Magnetic Resonance Imaging (MRI) is the primary non-invasive tool, providing detailed images of the soft tissues to assess the size, depth, and exact location of the lesion. Arthroscopy, a minimally invasive surgical procedure using a small camera, remains the gold standard for directly visualizing the defect, confirming its grade, and planning the appropriate intervention.

Current Treatment Pathways for Cartilage Repair

Treatment for a chondral defect begins with conservative measures focused on symptom relief and joint protection. These non-operative strategies include rest, physical therapy to strengthen surrounding muscles, and the use of non-steroidal anti-inflammatory drugs (NSAIDs). Injections of hyaluronic acid or corticosteroids may manage pain and temporary inflammation, but they do not result in true cartilage repair or regeneration.

When symptoms persist or the defect is large and symptomatic, surgical intervention becomes necessary. The choice of procedure depends heavily on the defect’s size, the patient’s age, and activity level.

Microfracture

Microfracture is a common initial surgical treatment, typically reserved for smaller lesions (less than two to four square centimeters). This arthroscopic technique involves creating tiny holes in the subchondral bone beneath the defect, allowing blood and bone marrow cells to form a clot. The resulting tissue is fibrocartilage, which is biomechanically inferior to the original hyaline cartilage but provides a functional, temporary surface.
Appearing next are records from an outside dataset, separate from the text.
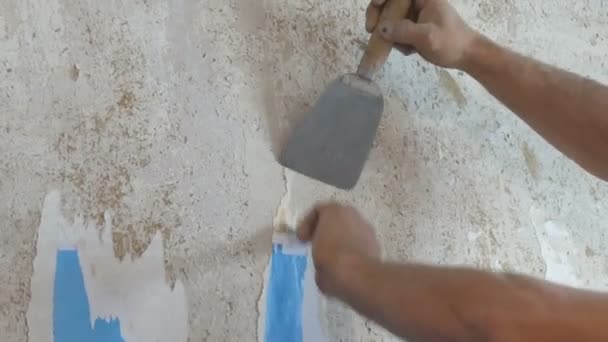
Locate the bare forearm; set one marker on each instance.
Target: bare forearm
(569, 111)
(423, 303)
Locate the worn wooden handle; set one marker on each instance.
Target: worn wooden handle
(378, 48)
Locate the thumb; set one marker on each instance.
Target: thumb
(405, 32)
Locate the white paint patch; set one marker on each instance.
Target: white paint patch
(311, 309)
(134, 291)
(558, 250)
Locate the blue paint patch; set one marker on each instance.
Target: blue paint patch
(284, 297)
(71, 313)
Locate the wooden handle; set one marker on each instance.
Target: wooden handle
(378, 48)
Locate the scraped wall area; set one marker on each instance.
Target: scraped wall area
(157, 124)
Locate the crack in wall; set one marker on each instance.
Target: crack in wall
(283, 220)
Advanced Restoration Techniques

For larger or full-thickness defects, advanced cartilage restoration techniques are preferred, as microfracture outcomes often deteriorate over time. The Osteochondral Autograft Transfer System (OATS), also known as mosaicplasty, is a single-stage procedure. It involves transplanting small cylindrical plugs of healthy bone and cartilage harvested from a less weight-bearing area into the defect, immediately restoring the area with native hyaline cartilage.

Autologous Chondrocyte Implantation (ACI) is a two-stage procedure. The first stage involves arthroscopic harvesting of a small sample of healthy cartilage cells (chondrocytes), which are cultured and multiplied in a laboratory over several weeks. In the second stage, these cultured cells are implanted back into the defect under a membrane or scaffold, where they mature into a more durable, hyaline-like repair tissue.

The optimal treatment pathway is individualized, weighing the ease and cost of microfracture against the potential for a more durable, hyaline-based repair offered by OATS or ACI.